A couple of weeks ago, my Frontier Group colleagues and I wrote a blog post on how we all came to walk, bike or run to work. While I am lucky enough to have a quick bike commute here in Denver, nothing will ever top my daily commute last year in Nanjing, China. I was in the city for a teaching fellowship and placed in an apartment that was only a 10-minute walk from my school. Every day I would wander through the tight alleyways of the city, taking in the sounds of the morning.
But my brisk and picturesque walk to work seemed to be continually interrupted by toppled piles of bright orange or yellow bikes. It was the height of China’s dockless bicycle boom, and Chinese companies like Ofo and Mobike had flooded the streets with millions of bicycles. I was both amazed at the ingenious technology and annoyed at the inconvenience whenever I had to navigate around them.
While the technology that powers the dockless bikesharing is cutting edge, the tradition of biking in China is very old. Until the 1990s, the streets of Beijing would be filled each morning with thousands of bicyclists, pedaling to work in the “Bicycle Kingdom.” In the 1980s, bicycle trips made up a full 63 percent of all journeys and during the 1990s there were 72 bikes per 100 people in Beijing.
This situation changed as China opened to the outside world and focused on building a “modern” economy. Roads were widened and paved, highways were scaled up and BMWs became ubiquitous. Quietly, the “Bicycle Kingdom” began to fade as faster cars and trucks pushed bicycles to the edges of the street. Just like the patterns that emerged during the rise of the automobile in America, the massive infrastructure needs of the personal car marginalized all other forms of transportation.
However, in 2015– seemingly overnight – bicycles came back onto Chinese streets, and they came back in force. Within a couple of years, 60 companies had started to distribute shared dockless bikes onto the streets, offering rides for staggeringly low prices. Millions of new, public bicycles spread across the already crowded cities. The ubiquity of the bikes did help reinvigorate bicycle usage in China – more than doubling cycling’s share of transport miles in Chinese cities. Yet, their presence also began to pose some problems.
With almost no regulation or accountability mechanisms, bikes ended up everywhere, including blocking sidewalks and building entrances. The backlash was swift, and pictures of the worst parking jobs quickly spread across the internet. This concentrated public outrage soon became the narrative around Chinese bikesharing and helped shape attitudes abroad as well. Before dockless bikes had extensively entered American cities, internet articles were already talking about the chaos this new technology would bring to urban landscapes. Many declared dockless bikesharing a tech “fad” that couldn’t handle the reality of modern streets.

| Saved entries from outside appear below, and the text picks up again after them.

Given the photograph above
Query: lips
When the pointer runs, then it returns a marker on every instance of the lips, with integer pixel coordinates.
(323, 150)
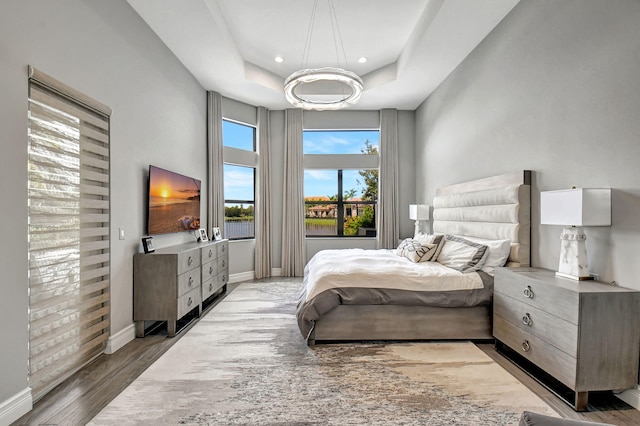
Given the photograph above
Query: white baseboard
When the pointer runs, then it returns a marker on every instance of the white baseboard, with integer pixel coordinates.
(631, 397)
(276, 272)
(251, 275)
(242, 276)
(120, 339)
(15, 407)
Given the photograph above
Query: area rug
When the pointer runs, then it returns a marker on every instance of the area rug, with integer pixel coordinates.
(245, 363)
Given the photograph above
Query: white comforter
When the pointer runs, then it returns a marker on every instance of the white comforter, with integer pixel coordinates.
(381, 269)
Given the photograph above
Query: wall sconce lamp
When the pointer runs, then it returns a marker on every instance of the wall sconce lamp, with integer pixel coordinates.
(575, 208)
(418, 212)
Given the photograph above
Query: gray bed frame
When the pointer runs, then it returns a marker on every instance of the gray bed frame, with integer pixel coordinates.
(397, 322)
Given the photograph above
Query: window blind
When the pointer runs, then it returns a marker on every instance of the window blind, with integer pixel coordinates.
(68, 232)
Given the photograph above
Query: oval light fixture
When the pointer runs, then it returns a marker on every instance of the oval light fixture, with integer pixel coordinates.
(294, 85)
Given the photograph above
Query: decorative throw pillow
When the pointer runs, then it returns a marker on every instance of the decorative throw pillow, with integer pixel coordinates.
(461, 254)
(499, 251)
(416, 251)
(431, 239)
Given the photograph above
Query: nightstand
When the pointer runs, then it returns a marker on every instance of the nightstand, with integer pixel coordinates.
(584, 334)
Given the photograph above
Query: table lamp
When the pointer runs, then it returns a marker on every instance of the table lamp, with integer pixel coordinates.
(575, 208)
(418, 212)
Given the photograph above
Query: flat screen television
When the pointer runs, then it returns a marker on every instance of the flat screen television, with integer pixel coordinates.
(174, 202)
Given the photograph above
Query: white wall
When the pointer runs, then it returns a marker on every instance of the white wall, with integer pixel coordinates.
(105, 50)
(555, 88)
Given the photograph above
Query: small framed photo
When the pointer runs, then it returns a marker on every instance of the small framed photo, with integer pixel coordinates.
(216, 234)
(147, 244)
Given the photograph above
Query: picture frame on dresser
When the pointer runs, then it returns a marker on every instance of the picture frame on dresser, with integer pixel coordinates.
(216, 234)
(147, 244)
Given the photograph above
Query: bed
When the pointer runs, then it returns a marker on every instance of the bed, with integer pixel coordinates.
(349, 295)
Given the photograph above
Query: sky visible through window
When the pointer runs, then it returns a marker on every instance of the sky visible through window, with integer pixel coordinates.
(318, 183)
(236, 135)
(238, 182)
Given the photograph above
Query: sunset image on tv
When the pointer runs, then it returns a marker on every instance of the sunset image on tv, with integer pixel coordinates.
(174, 202)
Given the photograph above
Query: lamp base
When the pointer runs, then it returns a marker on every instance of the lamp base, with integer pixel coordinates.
(573, 277)
(574, 263)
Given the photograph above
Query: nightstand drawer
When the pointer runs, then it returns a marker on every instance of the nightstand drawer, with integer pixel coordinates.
(551, 359)
(551, 329)
(526, 288)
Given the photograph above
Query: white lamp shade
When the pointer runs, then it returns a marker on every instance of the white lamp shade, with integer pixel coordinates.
(576, 207)
(419, 211)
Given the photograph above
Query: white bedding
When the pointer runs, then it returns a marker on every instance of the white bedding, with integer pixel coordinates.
(366, 268)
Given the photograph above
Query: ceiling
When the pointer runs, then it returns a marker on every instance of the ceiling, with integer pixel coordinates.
(411, 46)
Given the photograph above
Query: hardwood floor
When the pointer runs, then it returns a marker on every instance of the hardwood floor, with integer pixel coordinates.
(81, 397)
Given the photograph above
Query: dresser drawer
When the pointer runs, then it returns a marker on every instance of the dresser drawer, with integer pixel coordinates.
(209, 270)
(223, 248)
(188, 260)
(551, 329)
(188, 301)
(188, 281)
(223, 263)
(526, 288)
(223, 277)
(210, 287)
(209, 253)
(551, 359)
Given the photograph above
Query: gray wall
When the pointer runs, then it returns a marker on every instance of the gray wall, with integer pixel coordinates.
(555, 89)
(104, 49)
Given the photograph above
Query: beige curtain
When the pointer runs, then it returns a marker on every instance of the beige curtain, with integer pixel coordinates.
(293, 226)
(388, 225)
(215, 201)
(263, 198)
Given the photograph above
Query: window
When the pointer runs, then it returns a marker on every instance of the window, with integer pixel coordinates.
(345, 210)
(341, 183)
(68, 233)
(340, 142)
(239, 136)
(239, 180)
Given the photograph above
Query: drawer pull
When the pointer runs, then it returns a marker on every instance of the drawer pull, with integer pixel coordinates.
(528, 292)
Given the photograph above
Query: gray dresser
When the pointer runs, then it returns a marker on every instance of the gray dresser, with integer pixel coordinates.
(585, 334)
(174, 281)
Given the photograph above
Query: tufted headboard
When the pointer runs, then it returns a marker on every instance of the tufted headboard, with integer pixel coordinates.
(498, 207)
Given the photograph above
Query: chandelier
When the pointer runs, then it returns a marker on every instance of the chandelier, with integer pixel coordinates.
(327, 88)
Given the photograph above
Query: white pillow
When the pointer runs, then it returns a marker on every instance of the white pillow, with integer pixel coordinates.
(499, 251)
(461, 254)
(416, 251)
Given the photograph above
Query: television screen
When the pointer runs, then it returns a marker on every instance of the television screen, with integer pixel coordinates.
(174, 202)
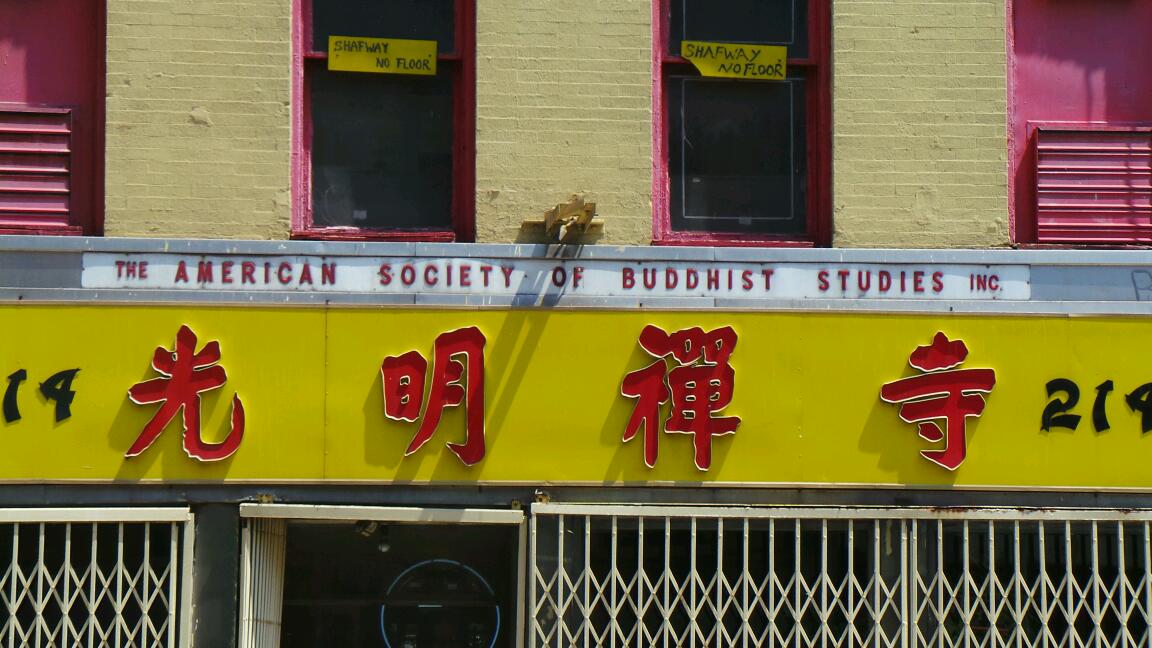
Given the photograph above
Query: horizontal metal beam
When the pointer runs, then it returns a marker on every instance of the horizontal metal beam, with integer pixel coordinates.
(842, 512)
(403, 514)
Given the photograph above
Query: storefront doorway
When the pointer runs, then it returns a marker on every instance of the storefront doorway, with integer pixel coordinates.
(392, 578)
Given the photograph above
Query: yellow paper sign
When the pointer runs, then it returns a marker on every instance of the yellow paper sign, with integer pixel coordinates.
(734, 60)
(381, 55)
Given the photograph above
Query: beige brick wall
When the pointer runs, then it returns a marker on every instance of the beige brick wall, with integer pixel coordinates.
(919, 147)
(198, 128)
(563, 106)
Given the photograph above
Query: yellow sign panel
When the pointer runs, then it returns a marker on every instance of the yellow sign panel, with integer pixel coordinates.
(381, 55)
(1069, 406)
(733, 60)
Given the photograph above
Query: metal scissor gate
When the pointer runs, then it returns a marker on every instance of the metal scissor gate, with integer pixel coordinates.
(836, 577)
(95, 577)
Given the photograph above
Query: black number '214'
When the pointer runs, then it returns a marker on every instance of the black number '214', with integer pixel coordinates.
(1056, 414)
(58, 389)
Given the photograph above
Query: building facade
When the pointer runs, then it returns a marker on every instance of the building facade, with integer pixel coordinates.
(751, 323)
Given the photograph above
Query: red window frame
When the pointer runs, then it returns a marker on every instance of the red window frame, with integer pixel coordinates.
(461, 65)
(84, 135)
(818, 138)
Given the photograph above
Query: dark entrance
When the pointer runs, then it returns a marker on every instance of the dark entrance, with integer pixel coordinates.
(369, 584)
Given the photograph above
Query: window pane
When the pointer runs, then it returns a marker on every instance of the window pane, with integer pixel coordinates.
(422, 20)
(381, 150)
(765, 22)
(736, 157)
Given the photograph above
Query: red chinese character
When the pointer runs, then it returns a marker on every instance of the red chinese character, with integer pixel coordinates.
(941, 396)
(187, 375)
(699, 385)
(457, 377)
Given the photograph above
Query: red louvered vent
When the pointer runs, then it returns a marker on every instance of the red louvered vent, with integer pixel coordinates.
(1093, 186)
(35, 166)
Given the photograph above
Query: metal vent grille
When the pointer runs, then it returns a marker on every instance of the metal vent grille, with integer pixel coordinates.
(1093, 186)
(35, 166)
(627, 575)
(90, 584)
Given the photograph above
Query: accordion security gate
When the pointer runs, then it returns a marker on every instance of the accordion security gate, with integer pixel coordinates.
(95, 578)
(823, 578)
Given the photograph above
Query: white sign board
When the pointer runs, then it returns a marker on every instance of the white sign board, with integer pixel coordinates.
(592, 278)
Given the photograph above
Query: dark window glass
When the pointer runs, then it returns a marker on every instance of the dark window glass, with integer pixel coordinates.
(763, 22)
(736, 157)
(419, 20)
(381, 150)
(370, 586)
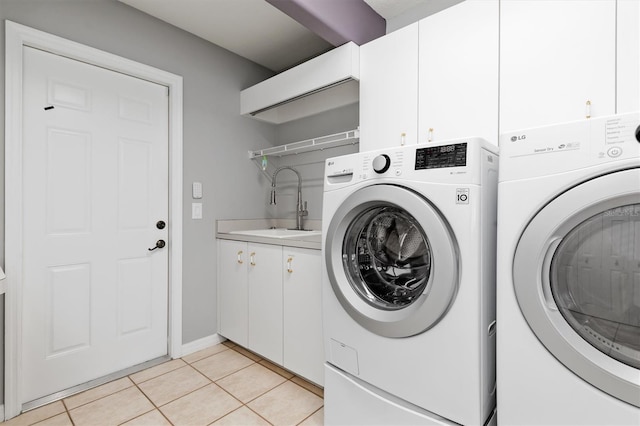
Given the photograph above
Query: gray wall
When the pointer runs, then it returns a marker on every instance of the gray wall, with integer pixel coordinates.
(216, 137)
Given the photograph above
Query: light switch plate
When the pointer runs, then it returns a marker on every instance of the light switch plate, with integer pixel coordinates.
(196, 190)
(196, 210)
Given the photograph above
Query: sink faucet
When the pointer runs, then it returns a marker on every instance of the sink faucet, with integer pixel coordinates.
(300, 211)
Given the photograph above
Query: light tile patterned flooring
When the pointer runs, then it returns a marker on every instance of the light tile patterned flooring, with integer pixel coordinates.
(221, 385)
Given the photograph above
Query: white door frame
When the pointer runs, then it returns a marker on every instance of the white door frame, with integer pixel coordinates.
(18, 36)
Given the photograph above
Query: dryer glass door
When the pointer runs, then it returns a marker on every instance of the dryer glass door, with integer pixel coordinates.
(393, 258)
(575, 275)
(595, 278)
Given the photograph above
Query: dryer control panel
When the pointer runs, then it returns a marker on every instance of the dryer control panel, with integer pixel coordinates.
(570, 146)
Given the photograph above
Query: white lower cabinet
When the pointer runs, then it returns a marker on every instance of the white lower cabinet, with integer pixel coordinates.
(265, 301)
(233, 291)
(303, 343)
(269, 301)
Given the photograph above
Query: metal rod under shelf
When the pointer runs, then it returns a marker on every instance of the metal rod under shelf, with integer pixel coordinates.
(315, 144)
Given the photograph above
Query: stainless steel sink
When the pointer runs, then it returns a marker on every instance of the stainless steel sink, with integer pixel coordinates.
(278, 233)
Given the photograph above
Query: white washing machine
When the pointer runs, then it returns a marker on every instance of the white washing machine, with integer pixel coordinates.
(569, 274)
(409, 285)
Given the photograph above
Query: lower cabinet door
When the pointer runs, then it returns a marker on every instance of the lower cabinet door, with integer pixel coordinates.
(303, 343)
(265, 300)
(233, 310)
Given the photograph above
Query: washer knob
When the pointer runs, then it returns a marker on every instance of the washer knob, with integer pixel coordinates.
(381, 163)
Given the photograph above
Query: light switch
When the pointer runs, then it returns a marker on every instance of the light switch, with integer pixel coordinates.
(196, 190)
(196, 210)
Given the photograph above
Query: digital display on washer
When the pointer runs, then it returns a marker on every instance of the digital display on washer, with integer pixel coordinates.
(436, 157)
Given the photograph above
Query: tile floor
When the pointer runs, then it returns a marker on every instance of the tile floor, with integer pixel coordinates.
(221, 385)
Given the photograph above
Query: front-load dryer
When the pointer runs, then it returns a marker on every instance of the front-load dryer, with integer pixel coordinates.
(409, 284)
(569, 274)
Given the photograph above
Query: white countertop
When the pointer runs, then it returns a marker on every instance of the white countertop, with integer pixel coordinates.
(228, 230)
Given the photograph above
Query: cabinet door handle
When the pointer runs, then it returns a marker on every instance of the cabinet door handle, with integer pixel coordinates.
(588, 109)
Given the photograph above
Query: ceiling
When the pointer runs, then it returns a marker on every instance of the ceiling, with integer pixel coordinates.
(255, 29)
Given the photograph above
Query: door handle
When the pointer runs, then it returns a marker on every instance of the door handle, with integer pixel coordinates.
(159, 244)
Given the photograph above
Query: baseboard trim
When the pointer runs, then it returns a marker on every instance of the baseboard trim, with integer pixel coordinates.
(200, 344)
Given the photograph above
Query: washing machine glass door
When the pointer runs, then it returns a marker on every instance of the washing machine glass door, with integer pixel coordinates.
(392, 260)
(582, 299)
(387, 257)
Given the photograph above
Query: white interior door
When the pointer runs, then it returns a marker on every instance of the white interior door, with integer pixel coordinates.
(95, 170)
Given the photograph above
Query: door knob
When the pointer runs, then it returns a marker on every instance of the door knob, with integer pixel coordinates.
(159, 244)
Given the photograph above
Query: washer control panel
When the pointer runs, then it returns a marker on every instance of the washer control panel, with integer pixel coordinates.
(381, 163)
(435, 157)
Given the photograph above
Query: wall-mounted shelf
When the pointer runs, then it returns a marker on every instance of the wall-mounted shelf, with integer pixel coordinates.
(350, 137)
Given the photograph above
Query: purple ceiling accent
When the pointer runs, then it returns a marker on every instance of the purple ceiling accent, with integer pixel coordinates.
(336, 21)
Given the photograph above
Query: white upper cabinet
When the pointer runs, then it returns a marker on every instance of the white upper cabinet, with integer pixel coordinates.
(320, 84)
(433, 80)
(458, 73)
(628, 56)
(557, 61)
(388, 90)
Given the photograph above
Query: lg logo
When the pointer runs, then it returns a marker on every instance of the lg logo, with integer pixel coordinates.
(462, 196)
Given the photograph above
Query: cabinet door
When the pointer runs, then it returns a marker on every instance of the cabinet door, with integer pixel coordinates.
(628, 55)
(265, 301)
(303, 341)
(232, 290)
(554, 57)
(388, 90)
(458, 72)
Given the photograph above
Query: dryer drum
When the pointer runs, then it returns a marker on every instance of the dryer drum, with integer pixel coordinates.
(592, 282)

Due to the saturation of the market and public backlash, many Chinese dockless bikeshare companies began to fail and their unused bicycles piled up in eerie “bicycle graveyards.” The two largest providers, Ofo and Mobike, are still servicing fleets, but their reach has declined in the face of financial pressures.
To an extent, it makes sense that the first wave of dockless bikeshares subsided – nothing was done to prepare for them. The technological development of dockless bikesharing happened rapidly, with little time for China’s infrastructure and policies to react.
We can have the benefits that services like dockless bikesharing provide, without the worst of the negative impacts. The key is insightful public policy. With smart decisions and the investment of just a tiny fraction of the money and space we allocate to cars, we can unlock the potential of a transformative new option for transportation.
Several cities have already begun to do this. The city of Seattle, for example, has created a permitting process that welcomes bikeshare companies into the city, but also earmarks funds from the permits to support designated parking spaces, rider education and adaptive cycling initiatives for individuals with disabilities. During their pilot program, Seattleites rode more than 1 million miles on the bikes within six months and 74 percent of the residents had a favorable impression of the program.
Denver is another example of a city providing an institutional framework to enable bikesharing. Denver’s permit program goes beyond bikes to electric scooters and has extended to encourage bikeshare parking at transit stops to help establish options for Denverites to get from public transportation directly to their door.
Cities around the world are moving towards developing transportation systems with more options for residents and less dependence on cars. Yet, there will be growing pains as new tools and services find their way into our cities. If China’s experience teaches us anything, it’s that the next generation of “Bicycle Kingdoms” cannot be built without public policy that’s dedicated to intentionally integrating innovation onto our streets in ways that benefit the public.